THE WILD GLADIOLUS, Gladiolus ilyricus, is a native of south and west Europe but is considered to be a native of the British Isles with a very local distribution in the New Forest where it grows on acid grass heaths. The showy variety that I’ve drawn here is a florist’s variety of the plant, perhaps the Italian Gladiolus, Gladiolus italicus, which is the one most often grown in this country. It is sometimes seen growing as a garden escape on rubbish tips.
As you might guess, the name comes from the same root as ‘gladiator’. Gladius is the Roman word for a small sword; the name refers to the shape of the leaves.
Gladioli are members of the Iris family and I can see the resemblance to Yellow Flag.
THIS RELATIVE of the dandelion grows around the edges of the lawn, mainly on the shadier side. It tends to be larger than the Autumn Hawkbit which I drew the other day. It’s leaves aren’t as narrow as those of the Hawkbit and the teeth of Cat’s-ear don’t point backwards.
Cat’s-ear, Hypochaeris radicata, is a plant of meadows, heath, dunes, lawns and roadsides, on mildly acid soils. The ‘cat’s ear’ of its name refers to the scale-like bracts on its stem.
WRITING the labels for our latest batch of jam – Victoria Plum, which we picked from my mum’s tree on Thursday – gave me the perfect excuse to try out another colour from my new set of Winsor and Newton inks to write the labels. The bottle of purple ink has an illustration of a plum on the label but it’s a purple Damson, not a light red Victoria Plum.
This second illustration is drawn with a Q Connect fineliner with an 0.4 tip; an ordinary office pen. Both the Winsor and Newton ink and the ink of the fineliner penetrate to the reverse side of the soft, absorbent cartridge pages of my current sketchbook.
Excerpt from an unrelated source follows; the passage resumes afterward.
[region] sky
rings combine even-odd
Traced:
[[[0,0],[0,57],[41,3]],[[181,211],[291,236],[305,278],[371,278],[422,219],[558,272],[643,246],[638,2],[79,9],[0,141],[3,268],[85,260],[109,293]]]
I’m looking forward to finishing this sketchbook – a Crawford & Black 96 gsm acid free A5 portrait sketchbook from The Works discount store – and getting back to a more ruggedly made Pink Pig sketchbook but there’s still half the pages to go and I can’t waste them; it’s acceptable for everyday use but I have another sketchbook on the go for when I have a day out drawing.
THIS RED CABBAGE might be protected from Rabbit, Wood Pigeon and Cabbage White Butterfly under the green garden netting supported by lengths of blue alkathene water pipe but that hasn’t kept out the Whitefly which are wafting about and resting on the undersides of the leaves in little drifts. Without the netting in place, perhaps our resident House Sparrows would have pecked around and kept their numbers in check.